That Wilcotes was an illegitimate son is strongly suggested by the arrangements made by his father for the disposal of his estates in 1422. Although Thomas was left certain lands and tenements in Tetbury and Charlton in Gloucestershire and Evesham in Worcestershire, he received only a reversionary interest in his father’s principal manors of Great Tew, Dean, and Upper and Lower Chalford, which were instead to be inherited by John’s daughters, Elizabeth and Margaret, then aged about four and two years respectively. Had he been of legitimate birth, Thomas would have stood to inherit Great Tew under the terms of an entail of 1398.
Little is known of Thomas’s early life, but it seems that he sought to forge for himself a career on the battlefields of France. To this end, he indentured to join the force sailing to Aquitaine under the command of John Holand, earl of Huntingdon, in 1439, and two years later he concluded a similar agreement to serve under the newly appointed lieutenant of France, Richard, duke of York, in the retinue of Sir William Oldhall*.
Wilcotes, despite his illegitimacy, was now an important man and in a position to exploit some of the ties established by his father, most notably with the Stafford family. In November 1449 he was returned to Parliament for the Surrey borough of Bletchingley, almost certainly at the instigation of Humphrey, duke of Buckingham, to whom the lordship of the borough pertained.
Relatively little else is recorded of Wilcotes’s career during the 1450s and 1460s. Although he maintained links with the Bourgchiers, standing surety in the Exchequer for Lord Berners in November 1462, he never matched his father’s prominence, and failed ever to attract appointment to Crown office. Nor was he much sought after as a feoffee or witness to property transactions. Indeed, at some point before 1465 he was sued in Chancery by one Alice Alkerton over his failure to release land at Shorthampton, Chilston and elsewhere to her.

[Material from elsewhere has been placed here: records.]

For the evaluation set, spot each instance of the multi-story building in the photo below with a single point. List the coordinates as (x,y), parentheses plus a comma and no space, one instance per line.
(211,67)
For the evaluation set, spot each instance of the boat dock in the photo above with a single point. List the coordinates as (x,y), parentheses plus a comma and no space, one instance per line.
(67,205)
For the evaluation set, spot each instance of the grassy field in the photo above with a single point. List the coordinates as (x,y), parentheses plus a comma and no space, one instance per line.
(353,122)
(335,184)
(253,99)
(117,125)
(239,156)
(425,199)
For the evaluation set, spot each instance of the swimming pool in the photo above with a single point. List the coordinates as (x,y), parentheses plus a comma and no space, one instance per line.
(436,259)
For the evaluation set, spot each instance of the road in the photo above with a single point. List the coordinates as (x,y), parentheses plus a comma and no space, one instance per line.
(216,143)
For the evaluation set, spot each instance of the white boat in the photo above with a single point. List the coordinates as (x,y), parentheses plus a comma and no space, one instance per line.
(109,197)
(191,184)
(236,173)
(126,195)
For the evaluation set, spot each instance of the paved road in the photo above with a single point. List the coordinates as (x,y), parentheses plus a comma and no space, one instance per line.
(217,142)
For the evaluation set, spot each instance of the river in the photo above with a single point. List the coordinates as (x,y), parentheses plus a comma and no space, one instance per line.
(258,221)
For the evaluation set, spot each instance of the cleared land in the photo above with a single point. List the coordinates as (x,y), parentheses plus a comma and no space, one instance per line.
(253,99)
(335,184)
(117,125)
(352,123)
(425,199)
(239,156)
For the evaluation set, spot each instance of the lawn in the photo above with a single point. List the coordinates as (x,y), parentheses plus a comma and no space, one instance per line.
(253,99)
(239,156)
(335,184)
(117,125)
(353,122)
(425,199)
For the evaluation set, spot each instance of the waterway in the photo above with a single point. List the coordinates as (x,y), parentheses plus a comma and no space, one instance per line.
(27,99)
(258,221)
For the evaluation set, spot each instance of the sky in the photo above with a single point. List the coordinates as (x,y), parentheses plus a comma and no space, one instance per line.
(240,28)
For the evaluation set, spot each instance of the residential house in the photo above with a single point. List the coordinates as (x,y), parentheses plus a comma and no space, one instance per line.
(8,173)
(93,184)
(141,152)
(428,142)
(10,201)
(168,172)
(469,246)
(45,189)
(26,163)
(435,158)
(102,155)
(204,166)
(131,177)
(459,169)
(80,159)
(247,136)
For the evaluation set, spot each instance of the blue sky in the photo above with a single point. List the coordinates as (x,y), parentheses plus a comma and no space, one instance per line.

By the late 1460s Wilcotes had made the decision to use his property at Chalford to endow Oriel College, Oxford. An agreement to this effect was eventually drawn up on 10 Nov. 1471, under the terms of which Oriel would receive the manor from trustees, in return for various pious works. Wilcotes agreed to enfeoff John Carpenter, bishop of Worcester, and others on the understanding that he should have the issues and profits during his lifetime and that on his death they should make an estate to Oriel. The college, for its part, undertook to find a chaplain to celebrate mass daily in its chapel for the souls of John Wilcotes and his wives and daughters, and also for the souls of Thomas and his wife Eleanor. The couple were also singled out for remembrance at services held at the parish church at Great Tew, where Thomas’s father lay. The college also agreed to fund Wilcotes’s obit in Spelsbury church.
Wilcotes died on 15 Mar. 1472 and was buried in the church at Great Tew, where a memorial brass styled him ‘Thomas Wylcotes de Deyne, generosus’.